We are getting a lot of tracebacks from mozillians.org prod because of a connection error to ES server. ConnectionError: ConnectionError(HTTPConnectionPool(host='elasticsearch-zlb.vlan81.phx1.mozilla.com', port=9200): Read timed out. (read timeout=5)) caused by: ReadTimeoutError(HTTPConnectionPool(host='elasticsearch-zlb.vlan81.phx1.mozilla.com', port=9200): Read timed out. (read timeout=5))
Is this affecting user-facing services, or just spamming up the logs?
It is affecting user-facing services (mozillians.org search/indexing functionality).
John, After restarting the Elasticsearch service on one of the nodes, the cluster is healthy again. I expect those errors to go away.
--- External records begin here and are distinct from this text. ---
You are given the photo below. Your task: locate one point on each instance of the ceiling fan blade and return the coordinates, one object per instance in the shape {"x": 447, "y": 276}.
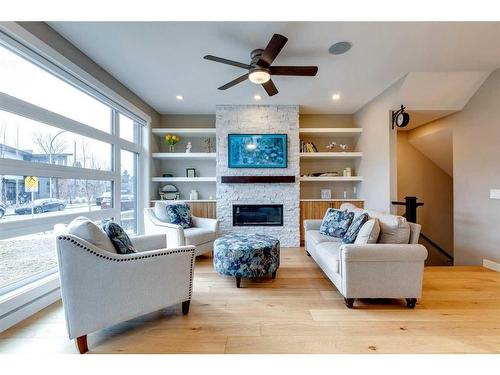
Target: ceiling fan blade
{"x": 294, "y": 70}
{"x": 226, "y": 61}
{"x": 270, "y": 88}
{"x": 272, "y": 50}
{"x": 234, "y": 82}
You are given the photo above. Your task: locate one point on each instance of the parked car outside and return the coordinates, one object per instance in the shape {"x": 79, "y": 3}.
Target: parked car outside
{"x": 103, "y": 196}
{"x": 41, "y": 205}
{"x": 127, "y": 202}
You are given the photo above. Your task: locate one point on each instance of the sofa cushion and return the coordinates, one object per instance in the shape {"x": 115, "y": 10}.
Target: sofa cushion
{"x": 393, "y": 229}
{"x": 368, "y": 233}
{"x": 354, "y": 228}
{"x": 198, "y": 236}
{"x": 336, "y": 222}
{"x": 161, "y": 211}
{"x": 314, "y": 237}
{"x": 179, "y": 214}
{"x": 328, "y": 255}
{"x": 87, "y": 230}
{"x": 119, "y": 238}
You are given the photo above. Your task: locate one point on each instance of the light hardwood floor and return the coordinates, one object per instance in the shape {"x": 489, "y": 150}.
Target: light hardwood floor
{"x": 298, "y": 312}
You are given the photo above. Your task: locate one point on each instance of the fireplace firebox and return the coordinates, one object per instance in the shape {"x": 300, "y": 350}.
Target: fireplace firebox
{"x": 256, "y": 215}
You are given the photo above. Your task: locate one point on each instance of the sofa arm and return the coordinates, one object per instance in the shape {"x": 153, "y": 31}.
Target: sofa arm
{"x": 149, "y": 242}
{"x": 383, "y": 253}
{"x": 312, "y": 224}
{"x": 206, "y": 223}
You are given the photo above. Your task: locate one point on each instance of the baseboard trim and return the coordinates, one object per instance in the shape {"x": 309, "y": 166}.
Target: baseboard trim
{"x": 28, "y": 300}
{"x": 491, "y": 265}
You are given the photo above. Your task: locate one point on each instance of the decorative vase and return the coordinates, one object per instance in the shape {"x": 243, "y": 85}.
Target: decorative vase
{"x": 194, "y": 195}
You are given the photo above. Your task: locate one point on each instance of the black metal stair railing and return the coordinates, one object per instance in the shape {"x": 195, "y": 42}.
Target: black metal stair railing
{"x": 410, "y": 214}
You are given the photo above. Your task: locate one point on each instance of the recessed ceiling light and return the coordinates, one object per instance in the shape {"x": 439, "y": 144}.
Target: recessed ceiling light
{"x": 340, "y": 48}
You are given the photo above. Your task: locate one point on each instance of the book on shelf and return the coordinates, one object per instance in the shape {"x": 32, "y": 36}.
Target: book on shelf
{"x": 307, "y": 147}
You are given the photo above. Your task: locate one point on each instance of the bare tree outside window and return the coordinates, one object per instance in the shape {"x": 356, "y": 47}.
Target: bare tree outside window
{"x": 51, "y": 146}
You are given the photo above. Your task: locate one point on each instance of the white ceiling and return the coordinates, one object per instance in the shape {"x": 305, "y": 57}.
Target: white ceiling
{"x": 159, "y": 60}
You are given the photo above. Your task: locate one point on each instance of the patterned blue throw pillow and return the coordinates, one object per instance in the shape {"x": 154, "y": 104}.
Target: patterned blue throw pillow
{"x": 119, "y": 238}
{"x": 179, "y": 214}
{"x": 336, "y": 223}
{"x": 353, "y": 230}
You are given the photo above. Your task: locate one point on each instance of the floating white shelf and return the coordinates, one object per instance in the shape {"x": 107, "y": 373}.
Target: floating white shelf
{"x": 340, "y": 132}
{"x": 331, "y": 200}
{"x": 331, "y": 155}
{"x": 184, "y": 155}
{"x": 331, "y": 179}
{"x": 186, "y": 200}
{"x": 186, "y": 132}
{"x": 184, "y": 179}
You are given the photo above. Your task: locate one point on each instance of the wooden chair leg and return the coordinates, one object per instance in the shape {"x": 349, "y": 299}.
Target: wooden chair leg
{"x": 81, "y": 344}
{"x": 411, "y": 302}
{"x": 185, "y": 307}
{"x": 349, "y": 302}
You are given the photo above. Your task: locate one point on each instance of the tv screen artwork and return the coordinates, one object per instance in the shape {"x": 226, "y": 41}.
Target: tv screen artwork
{"x": 257, "y": 151}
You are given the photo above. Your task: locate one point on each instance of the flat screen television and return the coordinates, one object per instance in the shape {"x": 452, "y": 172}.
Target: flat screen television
{"x": 257, "y": 150}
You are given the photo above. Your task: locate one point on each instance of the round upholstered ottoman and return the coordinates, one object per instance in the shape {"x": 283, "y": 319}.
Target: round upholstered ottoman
{"x": 246, "y": 255}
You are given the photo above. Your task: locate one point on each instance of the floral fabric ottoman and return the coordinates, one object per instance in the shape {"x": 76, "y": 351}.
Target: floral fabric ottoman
{"x": 246, "y": 255}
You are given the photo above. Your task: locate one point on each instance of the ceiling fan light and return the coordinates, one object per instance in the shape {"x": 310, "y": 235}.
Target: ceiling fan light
{"x": 259, "y": 76}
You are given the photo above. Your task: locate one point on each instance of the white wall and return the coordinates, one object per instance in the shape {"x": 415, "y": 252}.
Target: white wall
{"x": 378, "y": 167}
{"x": 255, "y": 120}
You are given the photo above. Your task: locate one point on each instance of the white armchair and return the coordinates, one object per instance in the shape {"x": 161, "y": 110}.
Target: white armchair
{"x": 202, "y": 235}
{"x": 100, "y": 288}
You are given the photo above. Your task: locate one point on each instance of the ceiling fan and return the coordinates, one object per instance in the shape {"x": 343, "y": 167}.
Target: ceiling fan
{"x": 260, "y": 69}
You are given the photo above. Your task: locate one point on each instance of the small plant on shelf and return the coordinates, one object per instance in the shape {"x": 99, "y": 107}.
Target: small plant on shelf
{"x": 171, "y": 141}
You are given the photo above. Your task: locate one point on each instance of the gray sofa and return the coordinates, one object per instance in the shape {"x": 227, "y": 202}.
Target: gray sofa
{"x": 390, "y": 268}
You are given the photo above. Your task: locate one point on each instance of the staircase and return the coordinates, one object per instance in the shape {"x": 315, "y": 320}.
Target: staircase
{"x": 437, "y": 255}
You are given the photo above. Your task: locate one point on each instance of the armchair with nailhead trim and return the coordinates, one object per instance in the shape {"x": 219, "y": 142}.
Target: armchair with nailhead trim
{"x": 100, "y": 288}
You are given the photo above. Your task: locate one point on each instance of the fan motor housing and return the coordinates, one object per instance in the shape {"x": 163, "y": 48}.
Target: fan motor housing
{"x": 255, "y": 56}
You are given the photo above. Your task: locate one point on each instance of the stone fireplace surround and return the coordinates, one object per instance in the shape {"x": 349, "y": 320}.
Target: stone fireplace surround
{"x": 259, "y": 119}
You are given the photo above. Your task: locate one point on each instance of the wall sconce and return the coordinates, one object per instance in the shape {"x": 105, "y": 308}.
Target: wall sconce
{"x": 400, "y": 118}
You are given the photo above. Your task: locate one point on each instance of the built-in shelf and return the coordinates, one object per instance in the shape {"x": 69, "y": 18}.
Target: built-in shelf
{"x": 331, "y": 179}
{"x": 186, "y": 200}
{"x": 257, "y": 179}
{"x": 184, "y": 155}
{"x": 332, "y": 200}
{"x": 183, "y": 179}
{"x": 340, "y": 132}
{"x": 186, "y": 132}
{"x": 331, "y": 155}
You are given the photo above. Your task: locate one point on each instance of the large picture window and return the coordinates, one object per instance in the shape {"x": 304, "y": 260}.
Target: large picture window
{"x": 83, "y": 151}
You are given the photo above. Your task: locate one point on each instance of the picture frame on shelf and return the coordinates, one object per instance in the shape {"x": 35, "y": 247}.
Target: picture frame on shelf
{"x": 326, "y": 194}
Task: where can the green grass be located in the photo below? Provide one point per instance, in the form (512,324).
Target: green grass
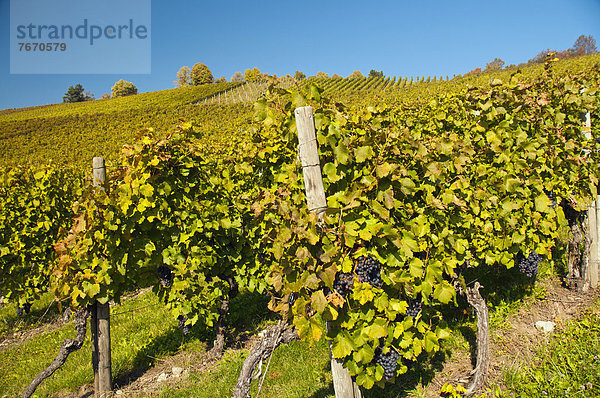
(568,365)
(137,336)
(42,311)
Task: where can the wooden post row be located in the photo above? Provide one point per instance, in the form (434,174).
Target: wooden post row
(317,202)
(592,272)
(100,319)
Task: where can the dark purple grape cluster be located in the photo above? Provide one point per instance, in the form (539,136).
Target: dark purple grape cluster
(414,307)
(529,265)
(26,307)
(388,361)
(343,283)
(182,324)
(552,197)
(165,275)
(420,255)
(368,270)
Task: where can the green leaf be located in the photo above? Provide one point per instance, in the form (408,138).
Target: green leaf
(543,203)
(318,301)
(444,293)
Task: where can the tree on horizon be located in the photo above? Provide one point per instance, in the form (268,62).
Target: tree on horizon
(77,94)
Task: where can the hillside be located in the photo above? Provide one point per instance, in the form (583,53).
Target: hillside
(432,189)
(74,133)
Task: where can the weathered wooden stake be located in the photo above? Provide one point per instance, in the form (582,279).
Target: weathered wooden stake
(100,320)
(317,202)
(591,274)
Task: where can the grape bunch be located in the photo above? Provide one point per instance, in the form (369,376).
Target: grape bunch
(368,270)
(420,255)
(182,324)
(388,361)
(528,265)
(343,283)
(26,307)
(165,275)
(414,307)
(552,197)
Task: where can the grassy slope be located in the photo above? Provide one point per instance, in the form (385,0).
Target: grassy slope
(142,334)
(74,133)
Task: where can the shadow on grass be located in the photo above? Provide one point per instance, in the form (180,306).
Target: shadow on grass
(247,312)
(43,311)
(502,287)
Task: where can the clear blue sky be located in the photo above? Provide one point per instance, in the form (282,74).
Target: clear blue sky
(400,38)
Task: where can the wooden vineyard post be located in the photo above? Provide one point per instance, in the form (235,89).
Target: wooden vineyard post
(317,202)
(100,319)
(591,275)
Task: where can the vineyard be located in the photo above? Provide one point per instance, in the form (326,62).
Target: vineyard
(438,196)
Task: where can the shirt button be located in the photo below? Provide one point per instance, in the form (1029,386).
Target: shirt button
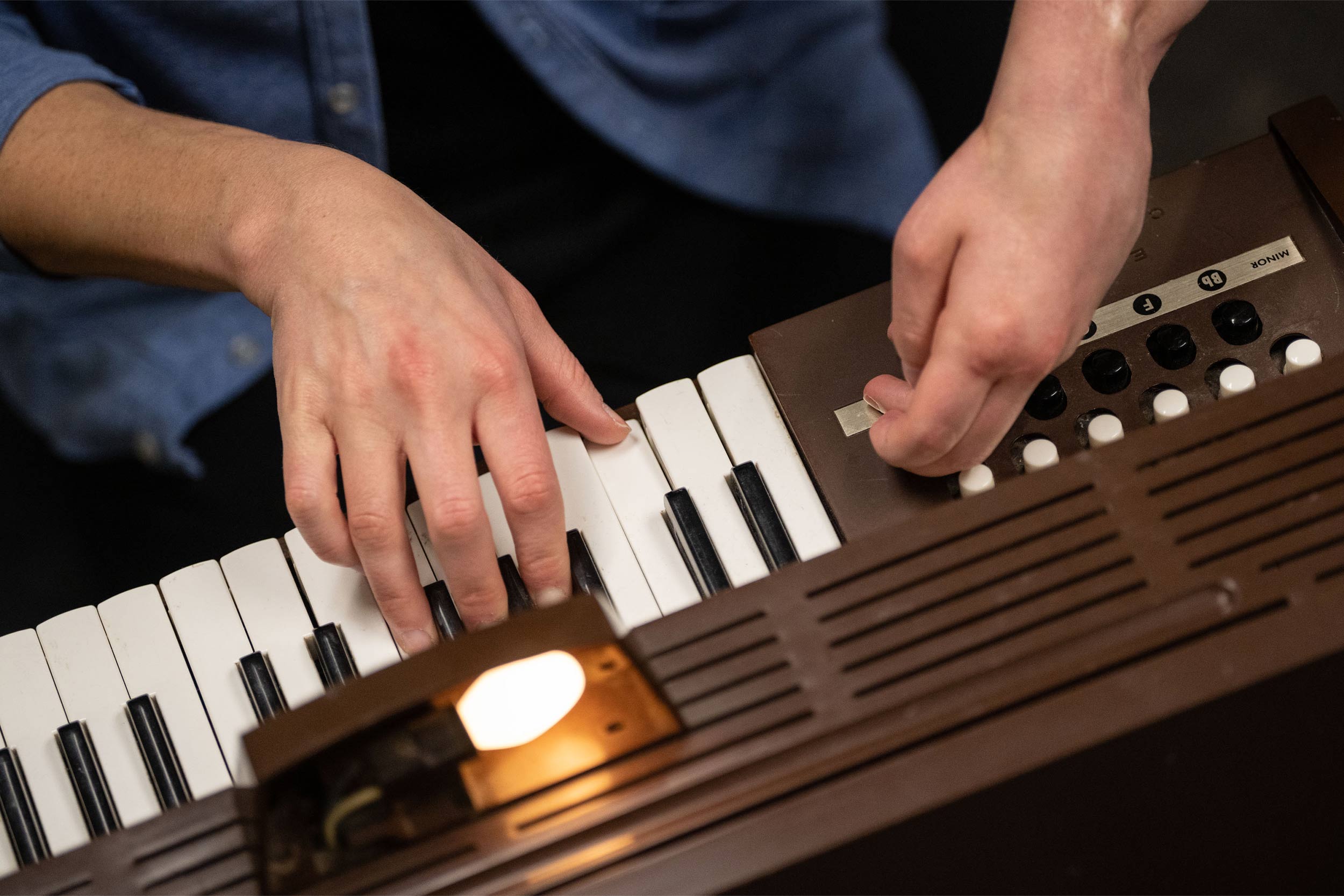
(244,350)
(147,448)
(343,98)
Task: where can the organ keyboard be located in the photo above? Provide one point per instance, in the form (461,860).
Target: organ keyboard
(1104,539)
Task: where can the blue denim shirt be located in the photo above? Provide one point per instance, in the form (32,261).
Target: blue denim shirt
(792,109)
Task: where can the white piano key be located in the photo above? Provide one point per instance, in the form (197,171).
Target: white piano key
(214,640)
(749,422)
(342,596)
(416,519)
(275,617)
(151,661)
(495,515)
(635,485)
(692,457)
(589,511)
(90,688)
(30,714)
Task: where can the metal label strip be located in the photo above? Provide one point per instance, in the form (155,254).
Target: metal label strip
(1147,305)
(1192,288)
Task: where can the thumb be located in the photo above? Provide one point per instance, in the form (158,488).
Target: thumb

This issue should be resolved. I do not have a lot of information to add to this specific bug. Once the underlying issue was addressed and the cluster health was restored, Mozillians began working normally. John let me know that no errors were raised after re-indexing. Ultimately, restarting the service on elasticsearch6 was sufficient to correct the issue. This issue started in bug 1366946. Unfortunately, I misjudged the severity of that issue at the time which led to the errors reported here. We will be re-evaluating our documentation on Friday to see if we have opportunities to improve it so we can respond to issues better in the future. I'm going to mark this as solved at this point in time.
I am marking this one as verified. Indeed, after kicking elasticsearch indexing worked fine.